A iliteracia geológica dos Portugueses

 A iliteracia geológica dos Portugueses

(© Energía Hoy)

Não é a primeira nem a segunda, nem a terceira vez que “mexo nesta ferida”. Fi-lo aqui e continuarei a fazê-lo, até que quem de competência, direito e obrigação lhe dê o necessário e urgente tratamento.

Numa apreciação deste teor, é forçoso começar por ressalvar as excepções que sempre existem. Dito isto, já posso dizer que, num país como Portugal, onde a investigação científica e o ensino superior da Geologia estão ao nível dos que caracterizam os países mais avançados, é confrangedor assistir à iliteracia neste domínio (e não só) da quase totalidade dos Portugueses.

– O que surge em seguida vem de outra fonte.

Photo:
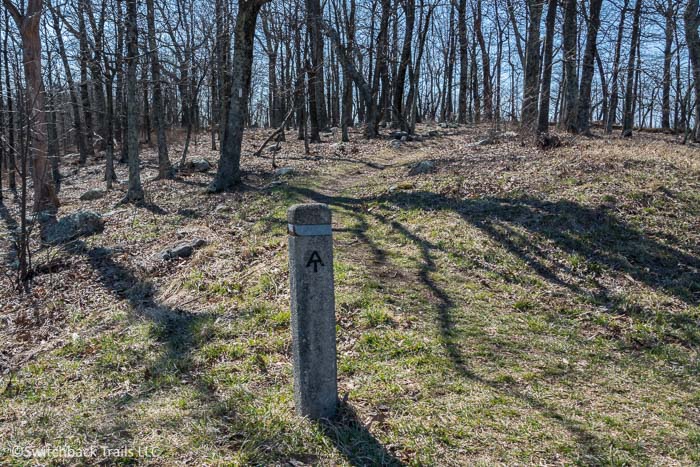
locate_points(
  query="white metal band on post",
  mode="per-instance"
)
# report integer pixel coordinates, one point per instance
(317, 230)
(313, 322)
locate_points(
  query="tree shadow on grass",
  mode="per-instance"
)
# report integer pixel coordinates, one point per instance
(354, 441)
(178, 332)
(592, 233)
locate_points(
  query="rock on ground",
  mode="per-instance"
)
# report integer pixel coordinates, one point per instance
(92, 195)
(199, 165)
(181, 250)
(283, 171)
(423, 167)
(79, 224)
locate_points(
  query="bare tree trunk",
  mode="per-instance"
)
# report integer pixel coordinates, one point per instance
(84, 91)
(409, 11)
(77, 125)
(615, 84)
(550, 22)
(628, 115)
(314, 18)
(347, 120)
(584, 96)
(532, 68)
(11, 160)
(229, 173)
(463, 61)
(669, 13)
(135, 193)
(486, 64)
(691, 18)
(45, 198)
(165, 169)
(570, 97)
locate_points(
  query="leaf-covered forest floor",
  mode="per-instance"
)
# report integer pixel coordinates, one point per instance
(514, 306)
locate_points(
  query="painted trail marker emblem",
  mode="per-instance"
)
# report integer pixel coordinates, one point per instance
(315, 259)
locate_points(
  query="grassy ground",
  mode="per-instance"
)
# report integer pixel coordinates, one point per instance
(514, 307)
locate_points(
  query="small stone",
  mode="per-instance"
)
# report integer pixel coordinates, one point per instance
(283, 171)
(79, 224)
(91, 195)
(182, 250)
(200, 165)
(401, 186)
(423, 167)
(222, 209)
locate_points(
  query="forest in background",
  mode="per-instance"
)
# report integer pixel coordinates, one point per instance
(101, 78)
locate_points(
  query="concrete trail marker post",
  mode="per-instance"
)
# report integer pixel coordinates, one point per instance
(313, 310)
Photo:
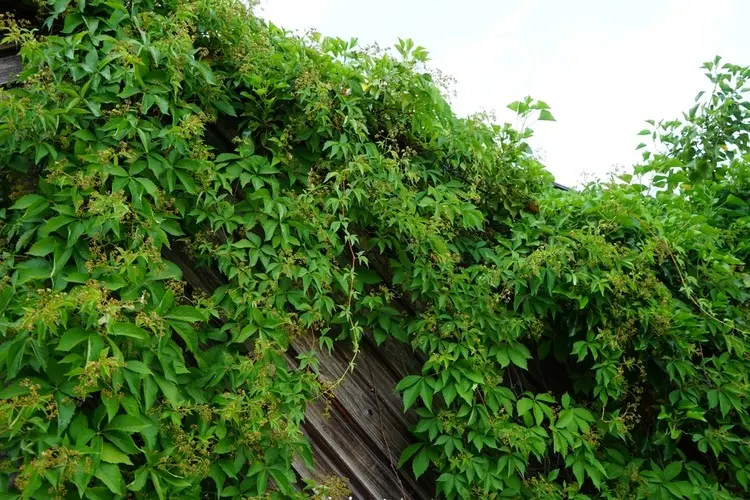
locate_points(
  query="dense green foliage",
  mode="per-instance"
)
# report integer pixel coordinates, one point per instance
(587, 344)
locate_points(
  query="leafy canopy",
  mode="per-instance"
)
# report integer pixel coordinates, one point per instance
(587, 344)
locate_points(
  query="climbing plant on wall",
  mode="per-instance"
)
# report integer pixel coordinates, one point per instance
(589, 344)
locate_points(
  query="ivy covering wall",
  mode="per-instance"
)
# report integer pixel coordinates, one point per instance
(580, 344)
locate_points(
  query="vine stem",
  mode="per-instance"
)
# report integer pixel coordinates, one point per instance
(682, 277)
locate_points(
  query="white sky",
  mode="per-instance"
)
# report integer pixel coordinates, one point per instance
(604, 66)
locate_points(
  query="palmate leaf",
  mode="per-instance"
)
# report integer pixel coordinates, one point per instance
(186, 192)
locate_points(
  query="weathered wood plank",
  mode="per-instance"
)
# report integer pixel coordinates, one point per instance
(10, 66)
(359, 432)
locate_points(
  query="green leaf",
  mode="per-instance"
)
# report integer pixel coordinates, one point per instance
(138, 367)
(129, 423)
(112, 455)
(72, 338)
(186, 313)
(110, 475)
(129, 330)
(420, 463)
(524, 405)
(44, 247)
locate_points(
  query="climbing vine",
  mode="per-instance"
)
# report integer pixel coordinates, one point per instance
(188, 194)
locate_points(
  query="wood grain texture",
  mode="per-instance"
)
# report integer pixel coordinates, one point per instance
(360, 432)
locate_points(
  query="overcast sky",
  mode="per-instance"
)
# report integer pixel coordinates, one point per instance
(603, 66)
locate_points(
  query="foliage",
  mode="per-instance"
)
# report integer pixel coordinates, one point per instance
(585, 344)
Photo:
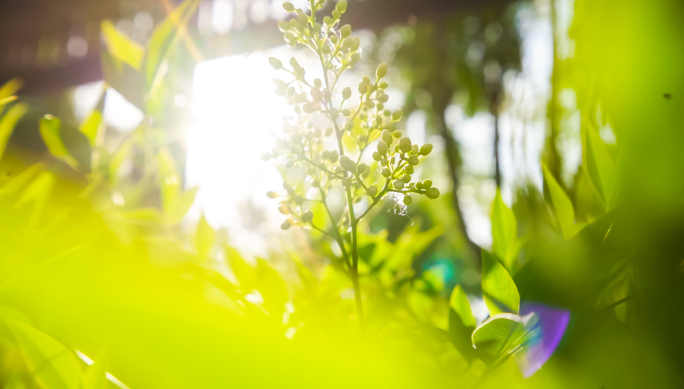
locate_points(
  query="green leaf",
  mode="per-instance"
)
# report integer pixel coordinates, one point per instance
(504, 232)
(498, 289)
(91, 126)
(11, 87)
(461, 323)
(17, 183)
(460, 305)
(7, 100)
(7, 124)
(6, 314)
(563, 206)
(163, 40)
(599, 166)
(50, 132)
(272, 288)
(500, 334)
(121, 46)
(95, 375)
(52, 365)
(204, 237)
(37, 192)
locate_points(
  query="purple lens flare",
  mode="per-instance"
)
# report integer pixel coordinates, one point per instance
(551, 323)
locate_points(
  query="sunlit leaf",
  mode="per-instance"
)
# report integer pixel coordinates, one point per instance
(504, 231)
(8, 122)
(163, 40)
(7, 314)
(91, 126)
(50, 128)
(243, 271)
(563, 206)
(52, 365)
(37, 192)
(121, 46)
(95, 375)
(272, 288)
(498, 289)
(11, 87)
(500, 334)
(599, 166)
(204, 237)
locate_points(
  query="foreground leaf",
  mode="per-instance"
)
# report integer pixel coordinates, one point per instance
(563, 206)
(7, 124)
(498, 289)
(500, 334)
(52, 365)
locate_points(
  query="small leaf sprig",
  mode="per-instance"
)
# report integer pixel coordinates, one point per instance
(354, 125)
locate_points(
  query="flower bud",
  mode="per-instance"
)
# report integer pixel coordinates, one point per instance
(382, 147)
(432, 193)
(387, 137)
(405, 145)
(345, 31)
(284, 209)
(347, 164)
(276, 63)
(426, 149)
(381, 71)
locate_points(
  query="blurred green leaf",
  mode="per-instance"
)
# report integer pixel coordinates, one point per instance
(50, 127)
(599, 166)
(204, 237)
(243, 271)
(500, 334)
(52, 365)
(8, 122)
(498, 289)
(91, 126)
(7, 314)
(164, 38)
(563, 206)
(504, 232)
(121, 46)
(95, 375)
(17, 183)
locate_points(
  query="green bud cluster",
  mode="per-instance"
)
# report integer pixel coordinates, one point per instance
(356, 115)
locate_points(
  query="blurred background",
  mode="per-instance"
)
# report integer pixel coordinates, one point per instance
(499, 87)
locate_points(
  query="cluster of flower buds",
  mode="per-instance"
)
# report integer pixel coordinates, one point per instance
(354, 126)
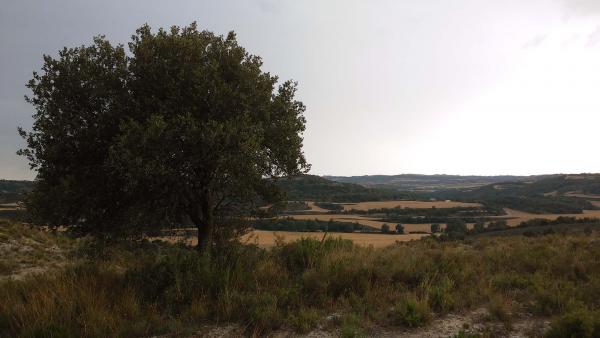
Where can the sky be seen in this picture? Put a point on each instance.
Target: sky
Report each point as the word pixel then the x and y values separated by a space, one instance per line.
pixel 429 86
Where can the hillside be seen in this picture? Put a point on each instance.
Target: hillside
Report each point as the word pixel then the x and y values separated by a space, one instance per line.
pixel 415 182
pixel 309 187
pixel 546 194
pixel 12 191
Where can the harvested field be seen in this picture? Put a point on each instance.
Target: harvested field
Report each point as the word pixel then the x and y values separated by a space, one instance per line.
pixel 315 208
pixel 407 204
pixel 268 239
pixel 576 194
pixel 514 217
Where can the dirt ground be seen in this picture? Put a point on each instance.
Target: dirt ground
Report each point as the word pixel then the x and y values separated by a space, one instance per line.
pixel 474 322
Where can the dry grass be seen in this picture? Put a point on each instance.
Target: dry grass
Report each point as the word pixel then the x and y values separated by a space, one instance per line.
pixel 25 250
pixel 269 239
pixel 407 204
pixel 580 195
pixel 315 208
pixel 151 289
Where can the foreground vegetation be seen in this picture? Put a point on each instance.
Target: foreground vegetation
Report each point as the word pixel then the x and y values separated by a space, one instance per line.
pixel 143 288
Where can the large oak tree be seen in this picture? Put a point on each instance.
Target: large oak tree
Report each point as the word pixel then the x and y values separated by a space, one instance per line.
pixel 184 126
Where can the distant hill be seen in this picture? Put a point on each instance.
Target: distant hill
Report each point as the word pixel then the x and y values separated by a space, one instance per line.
pixel 541 194
pixel 309 187
pixel 12 191
pixel 415 182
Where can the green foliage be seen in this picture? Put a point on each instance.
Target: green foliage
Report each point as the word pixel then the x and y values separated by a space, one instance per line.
pixel 385 228
pixel 13 191
pixel 300 225
pixel 580 323
pixel 330 206
pixel 411 312
pixel 315 188
pixel 456 226
pixel 399 229
pixel 186 126
pixel 351 327
pixel 152 289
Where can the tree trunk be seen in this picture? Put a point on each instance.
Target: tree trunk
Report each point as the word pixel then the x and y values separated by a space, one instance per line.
pixel 204 224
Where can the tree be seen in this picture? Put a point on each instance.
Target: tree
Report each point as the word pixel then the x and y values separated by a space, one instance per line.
pixel 479 227
pixel 455 225
pixel 399 228
pixel 385 228
pixel 187 128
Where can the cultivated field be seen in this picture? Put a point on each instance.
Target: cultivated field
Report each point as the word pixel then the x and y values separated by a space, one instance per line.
pixel 514 217
pixel 268 239
pixel 407 204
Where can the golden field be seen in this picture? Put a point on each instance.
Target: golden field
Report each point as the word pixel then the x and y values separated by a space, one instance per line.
pixel 406 204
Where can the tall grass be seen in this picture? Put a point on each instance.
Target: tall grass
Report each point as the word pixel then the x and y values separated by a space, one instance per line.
pixel 153 288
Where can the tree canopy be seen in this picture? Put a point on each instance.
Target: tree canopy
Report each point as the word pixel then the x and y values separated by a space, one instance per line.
pixel 182 127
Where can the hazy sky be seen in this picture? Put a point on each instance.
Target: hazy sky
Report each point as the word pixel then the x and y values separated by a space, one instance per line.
pixel 457 87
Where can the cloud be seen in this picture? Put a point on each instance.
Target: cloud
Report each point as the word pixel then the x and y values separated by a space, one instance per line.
pixel 535 42
pixel 593 38
pixel 582 7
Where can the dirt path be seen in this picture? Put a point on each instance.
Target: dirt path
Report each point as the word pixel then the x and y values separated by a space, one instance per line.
pixel 474 322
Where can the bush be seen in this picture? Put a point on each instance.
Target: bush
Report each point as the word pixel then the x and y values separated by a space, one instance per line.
pixel 385 228
pixel 399 229
pixel 411 312
pixel 580 323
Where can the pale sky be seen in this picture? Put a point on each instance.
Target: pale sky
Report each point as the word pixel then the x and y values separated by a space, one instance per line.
pixel 429 86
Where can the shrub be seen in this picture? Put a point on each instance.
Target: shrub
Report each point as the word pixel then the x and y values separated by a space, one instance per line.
pixel 580 323
pixel 385 228
pixel 440 297
pixel 399 228
pixel 411 312
pixel 305 320
pixel 351 327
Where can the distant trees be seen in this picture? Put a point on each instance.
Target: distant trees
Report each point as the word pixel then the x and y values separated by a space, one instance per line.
pixel 497 225
pixel 385 228
pixel 186 127
pixel 399 229
pixel 456 225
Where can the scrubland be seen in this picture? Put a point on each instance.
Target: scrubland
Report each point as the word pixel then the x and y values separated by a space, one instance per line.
pixel 151 288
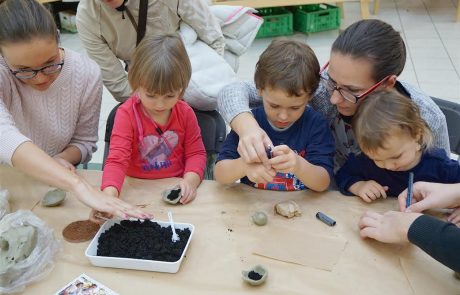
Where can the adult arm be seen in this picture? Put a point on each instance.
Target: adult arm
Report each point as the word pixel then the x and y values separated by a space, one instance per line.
pixel 427 195
pixel 86 132
pixel 32 161
pixel 113 73
pixel 196 13
pixel 437 238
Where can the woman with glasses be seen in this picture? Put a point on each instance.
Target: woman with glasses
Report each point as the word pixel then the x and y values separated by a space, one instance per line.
pixel 50 100
pixel 368 55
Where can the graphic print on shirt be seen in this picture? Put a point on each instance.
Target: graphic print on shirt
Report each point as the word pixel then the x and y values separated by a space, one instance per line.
pixel 284 181
pixel 155 150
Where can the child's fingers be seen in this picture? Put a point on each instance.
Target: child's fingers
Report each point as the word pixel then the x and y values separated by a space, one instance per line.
pixel 365 198
pixel 383 191
pixel 454 215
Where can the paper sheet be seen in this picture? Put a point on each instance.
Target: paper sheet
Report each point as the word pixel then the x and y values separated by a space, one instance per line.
pixel 428 278
pixel 320 251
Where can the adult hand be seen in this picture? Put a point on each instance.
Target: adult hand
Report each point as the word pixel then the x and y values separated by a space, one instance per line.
pixel 253 139
pixel 284 160
pixel 368 190
pixel 65 163
pixel 426 195
pixel 259 173
pixel 390 227
pixel 454 217
pixel 105 203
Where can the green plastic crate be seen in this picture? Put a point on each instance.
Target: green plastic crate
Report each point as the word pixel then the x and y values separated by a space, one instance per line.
pixel 277 22
pixel 316 17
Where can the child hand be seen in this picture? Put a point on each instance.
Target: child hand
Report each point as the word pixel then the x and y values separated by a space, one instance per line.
pixel 188 191
pixel 64 163
pixel 259 173
pixel 454 217
pixel 284 160
pixel 368 190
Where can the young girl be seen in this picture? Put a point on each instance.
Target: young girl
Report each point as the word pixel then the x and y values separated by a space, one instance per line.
pixel 395 141
pixel 156 134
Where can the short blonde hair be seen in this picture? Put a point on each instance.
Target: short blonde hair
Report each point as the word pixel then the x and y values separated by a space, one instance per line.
pixel 383 111
pixel 288 65
pixel 161 65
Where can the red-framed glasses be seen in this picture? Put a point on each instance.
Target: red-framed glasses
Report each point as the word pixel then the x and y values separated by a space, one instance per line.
pixel 346 94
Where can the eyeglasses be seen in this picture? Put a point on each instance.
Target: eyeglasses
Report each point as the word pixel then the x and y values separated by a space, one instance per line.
pixel 346 94
pixel 29 74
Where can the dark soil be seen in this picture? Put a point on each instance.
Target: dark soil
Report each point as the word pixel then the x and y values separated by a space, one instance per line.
pixel 142 240
pixel 174 194
pixel 254 276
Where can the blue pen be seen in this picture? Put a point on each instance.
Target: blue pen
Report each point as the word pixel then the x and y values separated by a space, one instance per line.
pixel 409 189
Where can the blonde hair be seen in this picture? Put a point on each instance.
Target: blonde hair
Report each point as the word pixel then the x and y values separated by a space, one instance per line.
pixel 288 65
pixel 383 111
pixel 161 65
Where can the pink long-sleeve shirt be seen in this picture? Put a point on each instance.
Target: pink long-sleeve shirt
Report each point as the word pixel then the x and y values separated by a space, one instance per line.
pixel 139 149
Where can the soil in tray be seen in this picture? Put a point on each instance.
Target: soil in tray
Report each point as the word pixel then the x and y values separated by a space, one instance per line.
pixel 142 240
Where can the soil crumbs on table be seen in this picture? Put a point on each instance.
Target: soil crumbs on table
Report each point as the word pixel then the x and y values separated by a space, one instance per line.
pixel 142 240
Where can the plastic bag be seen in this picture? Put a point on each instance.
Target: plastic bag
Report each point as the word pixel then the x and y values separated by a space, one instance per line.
pixel 38 263
pixel 4 204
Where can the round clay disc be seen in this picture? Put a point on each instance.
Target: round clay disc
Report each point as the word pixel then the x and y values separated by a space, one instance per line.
pixel 80 231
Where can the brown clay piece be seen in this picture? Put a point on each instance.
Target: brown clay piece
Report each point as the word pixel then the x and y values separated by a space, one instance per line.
pixel 288 209
pixel 80 231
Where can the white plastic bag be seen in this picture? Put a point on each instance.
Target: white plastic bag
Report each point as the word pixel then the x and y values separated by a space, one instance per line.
pixel 4 204
pixel 40 261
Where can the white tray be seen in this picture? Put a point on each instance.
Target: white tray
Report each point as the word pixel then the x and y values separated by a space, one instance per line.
pixel 131 263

Isto acontece porque, mercê dos programas, dos manuais usados, das orientações superiores e do tipo de exames em uso, os professores, em vez de poderem ensinar e formar cidadãos conscientes do mundo físico em que vivem, são levados a “amestrar” os alunos a acertar nas questões que lhes são colocadas nos exames. Isto é bom para os rankings e para as estatísticas, mas é mau para os alunos e para o País.

(dererummundi.blogspot.com)

De há muito que venho alertando, em textos escritos e em conversas públicas, para a pouca importância dada ao ensino da Geologia nas nossas escolas. Isto porque, em minha opinião, quem decide sobre o maior ou menor interesse das matérias curriculares parece desconhecer que a Geologia e as tecnologias com ela relacionadas estão entre os principais pilares sobre os quais assentam a sociedade moderna, o progresso e o bem-estar social. As minhas repetidas e insistentes diligências junto dos sucessivos governantes, no sentido de inverter esta deplorável situação, nunca surtiu efeito, o que é desesperante e lamentável.

A verdade é que os nossos presidentes da República, ministros e secretários de Estado não conhecem a Natureza nem a história do chão que pisam e no qual assentam as fundações dos edifícios onde vivem e trabalham e, muito menos, as do país que percorrem. O mesmo se passando (com uma ou duas excepções) com os nossos autarcas, dos presidentes de câmara aos vereadores. A verdade é que esta iliteracia percorre todo o tecido social português, dos governantes aos mais humildes governados, dos generais e almirantes aos soldados e marinheiros, dos médicos e enfermeiros aos auxiliares de saúde, dos industriais aos operários, dos comerciantes aos funcionários públicos, dos artistas de todas as artes aos jornalistas, politólogos e comentadores de serviço, dos terratenentes ao operariado rural, dos juristas e economistas aos motoristas de táxi e jogadores de futebol. É um mal nacional que vem do passado e que se repete a cada geração. É um círculo vicioso que tem de ser rompido. E é ao nível da Escola que tem de ter lugar essa rotura.

(© Alagamares)

Mas, na Escola, a par do condicionalismo atrás referido, os professores estão sobrecarregados com tarefas administrativas e outras de que deveriam estar rigorosamente libertos. Estão mal pagos e muitos deles vivem longe das famílias ou perdem horas nos caminhos diários de ida e volta a casa e a contarem os tostões. Estão desmotivados e cada vez há menos candidatos a esta nobre profissão. Também é cada vez maior o número de professores a pedirem a reforma.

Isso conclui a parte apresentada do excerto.